Le bras de fer entre la Cour suprême d'un côté et le Minjoo ainsi que la Cour constitutionnelle de l'autre s’intensifie, après le vote en commission des trois principaux amendements de réforme du système judiciaire.
La première de ces modifications vise à sanctionner les juges, les procureurs et les autres fonctionnaires de l’ordre judiciaire en cas de fausse application de la loi via sa déformation délibérée ou la manipulation des faits à des fins illicites. La seconde et la troisième ont pour objectif de permettre de contester des jugements de la Cour suprême, actuellement en dernier ressort, pour recourir à la Cour constitutionnelle, et d’augmenter le nombre de juges à la Cour suprême.

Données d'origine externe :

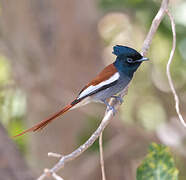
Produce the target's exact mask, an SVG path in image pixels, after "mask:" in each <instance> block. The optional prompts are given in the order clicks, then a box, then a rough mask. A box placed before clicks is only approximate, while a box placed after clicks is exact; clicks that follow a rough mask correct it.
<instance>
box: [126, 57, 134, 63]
mask: <svg viewBox="0 0 186 180" xmlns="http://www.w3.org/2000/svg"><path fill="white" fill-rule="evenodd" d="M127 62H128V63H130V64H131V63H135V62H134V60H133V59H132V58H127Z"/></svg>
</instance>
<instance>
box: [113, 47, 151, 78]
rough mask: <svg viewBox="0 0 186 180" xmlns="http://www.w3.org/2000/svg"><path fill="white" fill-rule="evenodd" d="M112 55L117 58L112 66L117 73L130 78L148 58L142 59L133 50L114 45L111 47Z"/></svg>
mask: <svg viewBox="0 0 186 180" xmlns="http://www.w3.org/2000/svg"><path fill="white" fill-rule="evenodd" d="M112 53H113V54H115V55H116V56H117V58H116V61H115V62H114V65H115V66H116V68H117V69H118V71H120V72H123V73H124V74H126V75H128V76H129V77H132V76H133V74H134V72H135V71H136V70H137V69H138V67H139V66H140V64H141V63H142V62H143V61H147V60H148V58H146V57H143V56H142V55H141V54H140V53H139V52H137V51H136V50H135V49H132V48H130V47H127V46H121V45H116V46H114V47H113V52H112Z"/></svg>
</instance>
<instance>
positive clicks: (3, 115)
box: [0, 56, 26, 152]
mask: <svg viewBox="0 0 186 180" xmlns="http://www.w3.org/2000/svg"><path fill="white" fill-rule="evenodd" d="M25 111H26V97H25V95H24V93H23V92H22V91H21V90H20V89H18V88H17V87H16V86H15V84H14V82H13V79H12V78H11V68H10V64H9V61H8V60H7V59H6V58H5V57H4V56H0V117H1V119H0V120H1V122H2V123H3V125H4V126H6V128H7V130H8V133H9V134H10V136H13V135H15V134H17V133H18V132H17V131H18V129H19V130H20V131H21V130H23V129H24V126H23V118H24V115H25ZM15 142H16V143H17V144H18V146H19V147H20V149H21V150H22V151H23V152H25V148H26V139H25V137H21V138H20V139H15Z"/></svg>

Les trois textes, adoptés par le parti présidentiel en l’absence des élus du Parti du pouvoir du peuple (PPP), la principale force de l’opposition, attendent d’être définitivement votés dans le courant du mois.
Dans ce contexte, le président de la plus haute instance judiciaire a marqué son désaccord. Cho Hee-dae a plus particulièrement mis en cause la révision autorisant la saisine de la Cour constitutionnelle qui, selon lui, pourra structurer le système en quatre niveaux de juridictions, contre trois actuellement, et alourdir par conséquent les frais de procès. Précédemment, son institution avait évoqué sa non-conformité à la Constitution.
Néanmoins, la Cour constitutionnelle a qualifié de légal l’amendement en question, indiquant que celui-ci pourra mieux protéger les droits fondamentaux des sud-Coréens.